2. **Reasoning Quality Shift:** There is a clear shift in reasoning quality as 'k' increases. For k=0,1,2, the reasoning is primarily "Correct Path" (light green) but with significant error categories (Longer path, Wrong Target, Hallucination). For k=4,5,6, the reasoning is overwhelmingly "Correct Label" (dark green) with minimal errors.
3. **"no-CoT" Anomaly:** The "no-CoT" method has very low final answer accuracy (~74%), yet its reasoning process shows a high proportion of "Correct Label" (~74% of its bar). This suggests it often identifies the correct label but fails to produce a correct final answer, possibly due to a lack of structured reasoning.
4. **"CoT" vs. "Ours (k=0)":** The standard Chain-of-Thought ("CoT") method has lower accuracy (~80%) than "Ours (k=0)" (~87%). Its reasoning breakdown shows a larger "Hallucination" segment compared to "Ours (k=0)".
### Interpretation
The data demonstrates the effectiveness of the proposed method ("Ours") with increasing values of the parameter 'k'. The charts tell a two-part story:
1. **Outcome vs. Process:** The left chart shows the final outcome (accuracy), while the right chart reveals the quality of the underlying reasoning process. High final accuracy (k=4,5,6) is strongly correlated with a reasoning process that predominantly yields the "Correct Label" directly, minimizing errors like hallucinations or wrong targets.

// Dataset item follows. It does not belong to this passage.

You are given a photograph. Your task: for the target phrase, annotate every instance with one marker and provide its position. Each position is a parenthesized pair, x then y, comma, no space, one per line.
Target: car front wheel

2. **The Role of 'k':** The parameter 'k' appears to control the depth or quality of the reasoning process. At low 'k' (0,1,2), the model finds a correct reasoning path ("Correct Path") but is prone to execution errors (Longer path, Wrong Target, Hallucination), leading to lower final accuracy. At high 'k' (4,5,6), the model consistently identifies the correct label through its reasoning, resulting in high and stable final accuracy. The plateau suggests diminishing returns beyond k=4.
3. **Diagnostic Value of the Breakdown:** The "Reasoning Process" chart is crucial for diagnosis. For instance, the "no-CoT" method's high "Correct Label" count but low accuracy indicates a disconnect between its internal labeling and its final answer generation. The "CoT" method's significant "Hallucination" segment points to a specific weakness in its reasoning chain that the "Ours" method (especially with higher k) appears to mitigate.
In essence, the visualization argues that the "Ours" method, when configured with a sufficient 'k' (≥4), not only achieves high accuracy but does so via a robust and reliable reasoning process that avoids common failure modes like hallucinations and incorrect targets.